Last week, I wrote about eating on the cheap – an extremely useful skill for an aspiring actor, and yet one which easily applies to the life of ANYONE looking to conserve funds. I will continue down this same path for the next few posts, presenting lessons learned while acting which might still be of interest to non-actors. You know who you are. If you are reading this, presumably you are profoundly bored and killing time, completely lost and looking for help, insatiably curious to your very core, or you are related to me. I will try to stick to topics of interest to all. That said, I reserve the right to rant on non sequitur subjects at any time. This is my site; I pay its bills. If I want to drive off road, this metaphorical jeep is mine to command!
Today I would like to talk about surviving (and even thriving) when faced with repetitive tasks. As a stage actor, I have had ample opportunity to wrestle with this subject. Many jobs require you to do the same sorts of things over and over; however, this is pushed to extremes when you perform a show for weeks and even MONTHS on end. In the theater (if you are fortunate enough to be working), you LITERALLY do the exact same thing every night in precisely the same order. This can get old quickly. And, unless you make efforts, the experience can be hellish.
My first brush with this was back in college, when for inexplicable reasons I was hired as a “disciple” (code for CHORUS MEMBER) in that well-intentioned, arguably lackluster musical, Godspell, a hippie-ish retelling of the Gospel story. This was the summer after my Freshman year of college. I had never performed in a musical before, and so learned to sing and dance (cough, cough – kind of) from the ground up during the 2-week rehearsal process. This was a bus and truck tour show, funded by my university’s department of admissions, and we performed the show 44 times in 3 states.

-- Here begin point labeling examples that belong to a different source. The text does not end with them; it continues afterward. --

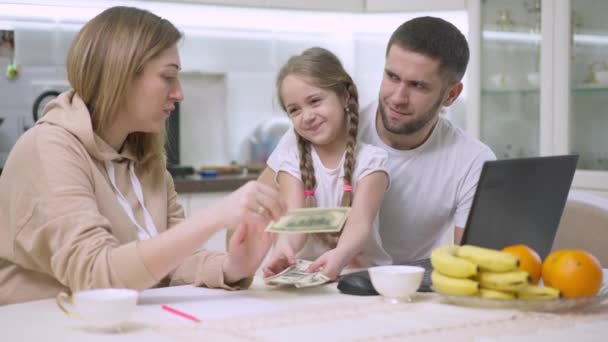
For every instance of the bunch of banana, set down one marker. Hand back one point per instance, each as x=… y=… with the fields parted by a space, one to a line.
x=476 y=271
x=488 y=259
x=445 y=261
x=451 y=274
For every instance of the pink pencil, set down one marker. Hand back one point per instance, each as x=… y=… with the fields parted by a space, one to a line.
x=180 y=313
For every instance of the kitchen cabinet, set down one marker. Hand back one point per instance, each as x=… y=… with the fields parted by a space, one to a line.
x=539 y=71
x=343 y=5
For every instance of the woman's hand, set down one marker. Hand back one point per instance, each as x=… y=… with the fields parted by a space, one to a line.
x=329 y=263
x=254 y=203
x=282 y=258
x=246 y=251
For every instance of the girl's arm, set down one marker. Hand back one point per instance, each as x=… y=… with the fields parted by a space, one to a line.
x=287 y=245
x=365 y=207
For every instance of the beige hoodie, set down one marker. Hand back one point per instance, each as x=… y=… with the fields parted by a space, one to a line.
x=61 y=225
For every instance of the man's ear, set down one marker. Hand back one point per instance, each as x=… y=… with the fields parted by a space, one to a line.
x=452 y=94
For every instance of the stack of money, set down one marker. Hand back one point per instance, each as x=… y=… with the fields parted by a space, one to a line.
x=296 y=275
x=311 y=220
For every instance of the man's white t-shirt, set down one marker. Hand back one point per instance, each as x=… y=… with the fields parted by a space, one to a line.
x=329 y=191
x=432 y=186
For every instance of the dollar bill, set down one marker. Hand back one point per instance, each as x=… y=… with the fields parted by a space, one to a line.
x=296 y=275
x=311 y=220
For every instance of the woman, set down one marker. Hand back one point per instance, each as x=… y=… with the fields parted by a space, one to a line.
x=86 y=199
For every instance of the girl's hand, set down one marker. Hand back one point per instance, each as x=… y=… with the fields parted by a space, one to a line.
x=282 y=258
x=246 y=251
x=253 y=203
x=329 y=263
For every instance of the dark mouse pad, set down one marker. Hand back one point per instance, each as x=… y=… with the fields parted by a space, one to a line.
x=359 y=284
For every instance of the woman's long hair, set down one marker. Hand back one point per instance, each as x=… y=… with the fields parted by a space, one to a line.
x=108 y=53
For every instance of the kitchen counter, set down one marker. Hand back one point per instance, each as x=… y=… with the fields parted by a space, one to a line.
x=221 y=183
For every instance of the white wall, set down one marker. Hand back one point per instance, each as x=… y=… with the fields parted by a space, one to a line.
x=230 y=57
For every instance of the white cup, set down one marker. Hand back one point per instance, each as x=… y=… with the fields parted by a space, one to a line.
x=102 y=308
x=395 y=282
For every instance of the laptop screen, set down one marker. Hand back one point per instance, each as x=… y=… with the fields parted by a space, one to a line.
x=520 y=201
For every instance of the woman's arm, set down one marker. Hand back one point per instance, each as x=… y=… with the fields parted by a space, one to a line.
x=164 y=252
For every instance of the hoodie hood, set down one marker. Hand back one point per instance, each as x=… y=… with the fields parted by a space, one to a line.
x=70 y=112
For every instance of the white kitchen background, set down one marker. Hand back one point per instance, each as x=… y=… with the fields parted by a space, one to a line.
x=230 y=57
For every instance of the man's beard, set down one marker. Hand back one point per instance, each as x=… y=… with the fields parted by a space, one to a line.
x=414 y=126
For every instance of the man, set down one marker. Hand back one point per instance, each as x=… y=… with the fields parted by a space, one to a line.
x=434 y=166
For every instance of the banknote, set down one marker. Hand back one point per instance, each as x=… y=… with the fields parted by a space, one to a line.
x=311 y=220
x=296 y=275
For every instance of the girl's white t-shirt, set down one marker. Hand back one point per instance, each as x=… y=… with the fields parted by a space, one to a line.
x=329 y=191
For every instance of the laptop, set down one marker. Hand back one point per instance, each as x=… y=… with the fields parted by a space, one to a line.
x=516 y=201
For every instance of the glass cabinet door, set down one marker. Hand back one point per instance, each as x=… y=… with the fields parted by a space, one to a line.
x=588 y=119
x=510 y=97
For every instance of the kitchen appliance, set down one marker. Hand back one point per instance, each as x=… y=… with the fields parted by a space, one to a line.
x=11 y=127
x=172 y=146
x=265 y=138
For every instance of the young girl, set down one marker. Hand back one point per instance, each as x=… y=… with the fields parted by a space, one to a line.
x=328 y=168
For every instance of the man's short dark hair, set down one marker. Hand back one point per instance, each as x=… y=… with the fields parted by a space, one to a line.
x=438 y=39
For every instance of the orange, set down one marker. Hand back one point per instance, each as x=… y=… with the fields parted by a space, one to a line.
x=529 y=260
x=548 y=265
x=576 y=273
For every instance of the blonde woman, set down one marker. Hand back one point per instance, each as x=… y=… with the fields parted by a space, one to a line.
x=86 y=199
x=328 y=168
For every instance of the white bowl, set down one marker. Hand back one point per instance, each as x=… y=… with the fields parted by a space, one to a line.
x=395 y=282
x=102 y=308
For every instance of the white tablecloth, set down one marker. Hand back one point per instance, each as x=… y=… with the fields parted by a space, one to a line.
x=319 y=314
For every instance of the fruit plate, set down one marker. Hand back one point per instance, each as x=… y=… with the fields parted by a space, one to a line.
x=548 y=305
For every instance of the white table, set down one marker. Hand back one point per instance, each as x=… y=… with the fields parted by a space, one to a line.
x=315 y=314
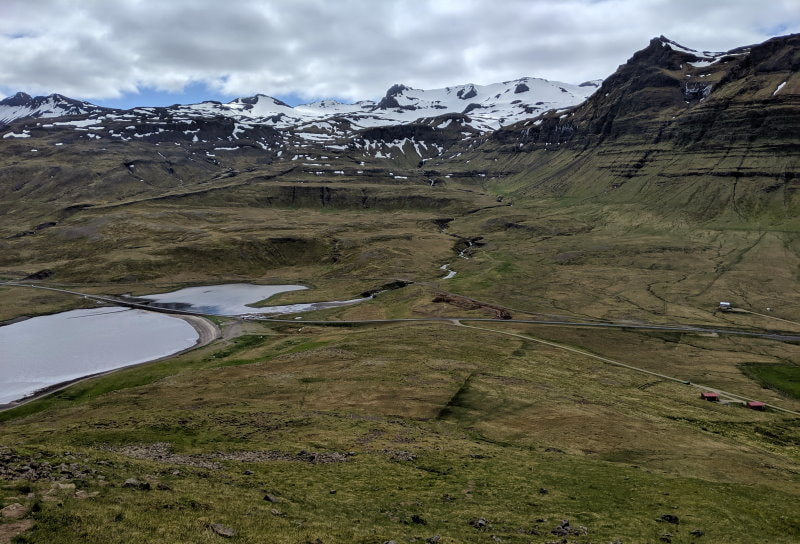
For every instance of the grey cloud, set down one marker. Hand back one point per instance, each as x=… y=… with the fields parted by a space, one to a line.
x=350 y=48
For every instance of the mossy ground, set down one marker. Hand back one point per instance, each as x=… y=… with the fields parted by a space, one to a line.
x=447 y=424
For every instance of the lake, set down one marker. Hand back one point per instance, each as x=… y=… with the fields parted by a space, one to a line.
x=47 y=350
x=232 y=299
x=51 y=349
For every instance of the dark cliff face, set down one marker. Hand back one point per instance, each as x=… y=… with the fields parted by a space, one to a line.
x=701 y=133
x=663 y=92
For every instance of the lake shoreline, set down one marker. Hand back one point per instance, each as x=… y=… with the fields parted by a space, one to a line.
x=207 y=332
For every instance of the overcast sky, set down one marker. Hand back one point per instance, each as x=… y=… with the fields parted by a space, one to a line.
x=153 y=52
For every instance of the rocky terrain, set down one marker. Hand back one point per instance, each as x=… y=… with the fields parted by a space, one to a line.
x=563 y=217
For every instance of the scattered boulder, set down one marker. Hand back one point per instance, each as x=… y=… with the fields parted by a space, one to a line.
x=13 y=511
x=136 y=484
x=222 y=530
x=479 y=523
x=86 y=494
x=669 y=518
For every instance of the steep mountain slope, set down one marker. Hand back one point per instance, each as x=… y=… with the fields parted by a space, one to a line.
x=22 y=105
x=705 y=134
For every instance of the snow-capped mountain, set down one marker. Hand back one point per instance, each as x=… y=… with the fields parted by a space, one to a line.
x=425 y=122
x=23 y=105
x=488 y=106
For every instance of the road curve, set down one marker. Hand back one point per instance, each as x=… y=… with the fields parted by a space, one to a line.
x=770 y=335
x=458 y=321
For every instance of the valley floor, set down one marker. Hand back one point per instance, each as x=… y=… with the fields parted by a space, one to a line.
x=494 y=431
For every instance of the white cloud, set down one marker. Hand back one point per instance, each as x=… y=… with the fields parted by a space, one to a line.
x=350 y=48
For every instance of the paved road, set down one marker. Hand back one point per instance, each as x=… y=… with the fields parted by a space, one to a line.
x=731 y=396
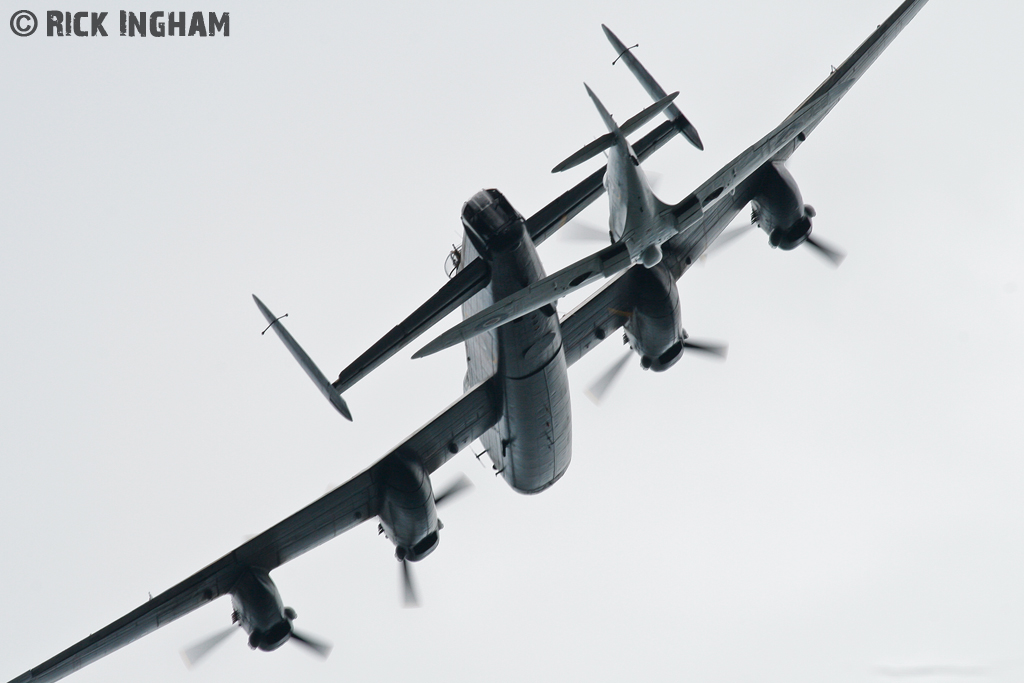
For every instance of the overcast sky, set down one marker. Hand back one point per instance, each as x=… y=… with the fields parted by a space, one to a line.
x=840 y=501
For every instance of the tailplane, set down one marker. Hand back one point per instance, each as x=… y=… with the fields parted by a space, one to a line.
x=653 y=89
x=614 y=131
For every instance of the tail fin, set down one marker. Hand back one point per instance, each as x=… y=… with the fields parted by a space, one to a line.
x=614 y=131
x=653 y=89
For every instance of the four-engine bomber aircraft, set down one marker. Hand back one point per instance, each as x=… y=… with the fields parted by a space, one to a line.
x=517 y=388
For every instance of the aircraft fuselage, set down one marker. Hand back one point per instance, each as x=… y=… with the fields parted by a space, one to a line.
x=530 y=446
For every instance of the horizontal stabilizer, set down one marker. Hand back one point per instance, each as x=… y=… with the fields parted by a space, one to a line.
x=652 y=88
x=608 y=139
x=307 y=365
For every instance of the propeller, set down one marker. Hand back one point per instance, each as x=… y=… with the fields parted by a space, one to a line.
x=601 y=385
x=193 y=654
x=711 y=348
x=454 y=488
x=315 y=646
x=410 y=598
x=832 y=254
x=599 y=388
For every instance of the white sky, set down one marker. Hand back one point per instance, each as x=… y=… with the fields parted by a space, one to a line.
x=842 y=496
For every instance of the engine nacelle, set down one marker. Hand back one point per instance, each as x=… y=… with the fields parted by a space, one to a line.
x=779 y=209
x=409 y=516
x=492 y=223
x=654 y=330
x=259 y=610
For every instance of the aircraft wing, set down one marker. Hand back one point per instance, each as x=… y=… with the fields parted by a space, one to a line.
x=475 y=274
x=688 y=215
x=338 y=511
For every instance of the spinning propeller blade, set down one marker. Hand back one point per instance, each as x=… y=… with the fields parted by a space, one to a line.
x=316 y=646
x=835 y=256
x=193 y=654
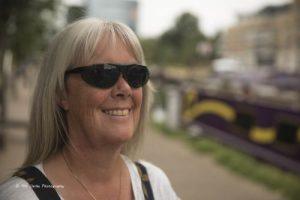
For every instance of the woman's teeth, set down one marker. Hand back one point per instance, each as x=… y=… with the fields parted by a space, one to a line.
x=123 y=112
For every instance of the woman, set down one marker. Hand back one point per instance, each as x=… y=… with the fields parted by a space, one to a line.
x=89 y=110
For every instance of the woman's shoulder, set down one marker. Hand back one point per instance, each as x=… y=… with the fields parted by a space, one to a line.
x=16 y=188
x=161 y=185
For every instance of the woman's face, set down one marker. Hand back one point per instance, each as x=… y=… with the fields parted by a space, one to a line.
x=107 y=116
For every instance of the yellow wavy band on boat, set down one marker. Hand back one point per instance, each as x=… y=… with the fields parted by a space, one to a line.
x=218 y=108
x=263 y=135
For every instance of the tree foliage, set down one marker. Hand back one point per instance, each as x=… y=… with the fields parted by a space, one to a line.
x=25 y=26
x=177 y=45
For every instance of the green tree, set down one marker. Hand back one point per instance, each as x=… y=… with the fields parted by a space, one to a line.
x=25 y=27
x=178 y=44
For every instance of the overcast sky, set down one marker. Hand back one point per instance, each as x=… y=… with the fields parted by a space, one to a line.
x=156 y=16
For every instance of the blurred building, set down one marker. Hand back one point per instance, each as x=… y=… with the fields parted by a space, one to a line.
x=268 y=38
x=124 y=11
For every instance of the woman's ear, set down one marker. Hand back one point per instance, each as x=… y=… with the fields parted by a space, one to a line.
x=62 y=102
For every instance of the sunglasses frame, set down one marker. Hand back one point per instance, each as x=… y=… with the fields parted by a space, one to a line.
x=121 y=69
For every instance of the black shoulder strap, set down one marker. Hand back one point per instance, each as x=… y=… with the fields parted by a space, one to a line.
x=38 y=182
x=147 y=189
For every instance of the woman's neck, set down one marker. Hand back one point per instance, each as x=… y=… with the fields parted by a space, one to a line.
x=94 y=164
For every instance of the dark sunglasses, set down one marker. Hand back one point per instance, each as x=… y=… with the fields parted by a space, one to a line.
x=106 y=75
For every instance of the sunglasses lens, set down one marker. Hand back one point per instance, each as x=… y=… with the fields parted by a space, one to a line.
x=137 y=76
x=101 y=77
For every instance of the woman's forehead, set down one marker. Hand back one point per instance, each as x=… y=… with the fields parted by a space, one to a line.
x=113 y=52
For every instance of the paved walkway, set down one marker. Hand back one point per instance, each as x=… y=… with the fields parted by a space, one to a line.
x=193 y=176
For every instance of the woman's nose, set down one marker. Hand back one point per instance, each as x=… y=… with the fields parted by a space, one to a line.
x=121 y=88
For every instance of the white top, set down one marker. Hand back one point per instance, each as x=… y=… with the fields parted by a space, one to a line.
x=17 y=188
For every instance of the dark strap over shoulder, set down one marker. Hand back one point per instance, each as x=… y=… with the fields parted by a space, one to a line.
x=39 y=183
x=147 y=189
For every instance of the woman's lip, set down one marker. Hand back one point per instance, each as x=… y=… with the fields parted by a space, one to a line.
x=117 y=112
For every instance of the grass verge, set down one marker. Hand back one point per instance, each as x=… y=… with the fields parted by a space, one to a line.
x=286 y=183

It was a completely surreal experience for me, fresh as I was to the concept, and the drudgery of it was lost in the general newness.
I collided violently with the real GRIND of a long-running show the autumn AFTER college, when I accepted my first longer contract. As the leaves fell and fall turned to winter, I performed that first show, The Confession, 76 times. It was rough. My current record stands at 97 performances, though this is peanuts compared to the numbers put up by performers of year-round touring shows or Broadway. All told, I have broken the 50-show barrier 15 or so times. And yes, it gets easier.
In college, you perform a show three or four times – possibly as many as eight times if the show sells well and they add a second weekend. There you perform always in the first flush of nerves, ever fueled, whether you know it or not, by the rush of adrenaline that comes with fumbling your first few performance out before a gathered crowd. What awaits you behind the bend, when you have been running a show for weeks and weeks, is the real WORK. When all thrill is gone, you must still present the same product.
I’ll cut to the chase. What I eventually learned, after years of foolishness, was that repetition is a gift. It gives you the ability to seek out the BEST way of doing ANYTHING. Rather than fighting the nature of a repetitive chore, you can embrace the fact that you HAVE done it before. You can learn from past mistakes. You can trim the unnecessary. You can reach for EFFICIENCY. Pare your actions down to the fewest possible moves. What is the easiest way to get to where you’re going? What moments NEED effort? Focus on those. Am I breathing before I speak? IT IS UNBELIEVABLE HOW MUCH YOU ALWAYS NEED TO REMIND YOURSELF TO BREATHE. And know this - there is a fierce joy to be found in carving out the best version of a thing.
At this point, let me rush in with two qualifiers. Yes, “best” is an indescribably subjective word. And yes, it is essentially unattainable. You will never REACH “best”. But you can improve immeasurably by reaching FOR it.
What I have discovered, after years of blighted ignorance and woe, is that it takes till the third weekend of a show for me to really ENJOY it. It is not until THEN that I have made enough mistakes to see those mistakes for what they are and correct them. It is not until then that I am familiar enough with the flow of the evening to RELAX.
This does not just apply to the world of theatre. I have found the same rules apply to any work I have done, be it yardwork, bartending, customer service, or whatever. At my current day job, I unload and then reload sound equipment and supplies into carrying cases. (I do other things, too, but let’s focus on a simple example.) I COULD simply throw equipment in there any old way if I wanted. But I choose not to. Instead, I take care. I am (slowly) figuring out the perfect way to fit each thing in its assigned spot, learning the best order in which do each thing. I am getting faster and faster at it. Each time it is easier, and each time I do it better.
When your goal is to figure out a better way to do each task every time, your brain stays engaged. The end result of all this striving is that you wind up with a product to be proud of. Rather than simply going through the motions for ever diminishing returns, you are choosing to polish your performance, whether that be onstage or in life.
So that’s my advice, whether you asked for it or not. Faced with a boring, repetitive task? Make it a game. Look for the BEST way to do it. As my mother always told me, “Anything worth doing is worth doing well.”
And remember to breathe. Always breathe.